If by hand (most of mine)... I mark out, then drill holes to get out most of the meat. Depending if through and the cross-section... if cut all from one side, for the last part, I put a piece of scrap underneath so I don't break out the last part. If the cross-section is a ways, I sometime work form both ends towards the center.

Stick's example of offset M&T is a clean way to do corners if you have a thin top and for fine furnishings. 

Thicker top, more strength and able to take more abuse... Heavier legs, cross-bracing and tops... I use full tenons on the understructure with double M&T at each corner into the underside of the top. That way as you press of hit something down onto it, it presses it into itself.


----------



## Stick486 (Jan 4, 2013)

some handy stuff to have...


----------



## brille (Apr 9, 2014)

Hi all,

maybe Matthias Wandels new Pantarouter XL for non-cylindric models is interesting for you. For me it is.

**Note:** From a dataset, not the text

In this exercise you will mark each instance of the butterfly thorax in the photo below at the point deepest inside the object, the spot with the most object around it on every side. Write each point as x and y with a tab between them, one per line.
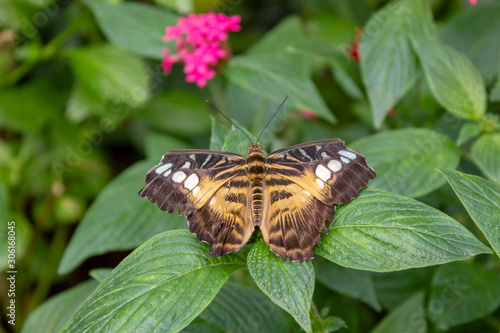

I already made some mortise and tenon joints by hand and I like it. But building his machine will be fun, mortises and tenons faster and more precisely (than mine!).

Best regards

Uwe


----------



## 4DThinker (Feb 16, 2014)

Before I had a CNC, 98% of the mortises I cut were done upside down on a router table so long as the mortises ran parallel to the edge of the part. I'd mark the limits of the mortise on the opposite face of the part. Mark the limits of the router bit on the fence clamped to the router table. Use the marks to keep track of where the bit was inside the wood, and generally do depth passes no deeper than the bit diameter. As a router bit leaves rounded corners I would either use a chisel to round the tenon corners to fit, or the chisel to square the mortise corners. With a little care in set up a good fit was fairly easy to create. 

2% of times when the mortise needed to be cut on a board unwieldy for the router table I'd make a template from 1/4" plywood. Then use a hand held router in a plunge base with a bushing to ride against the template edges. Clamp the template to the part. 
4D


----------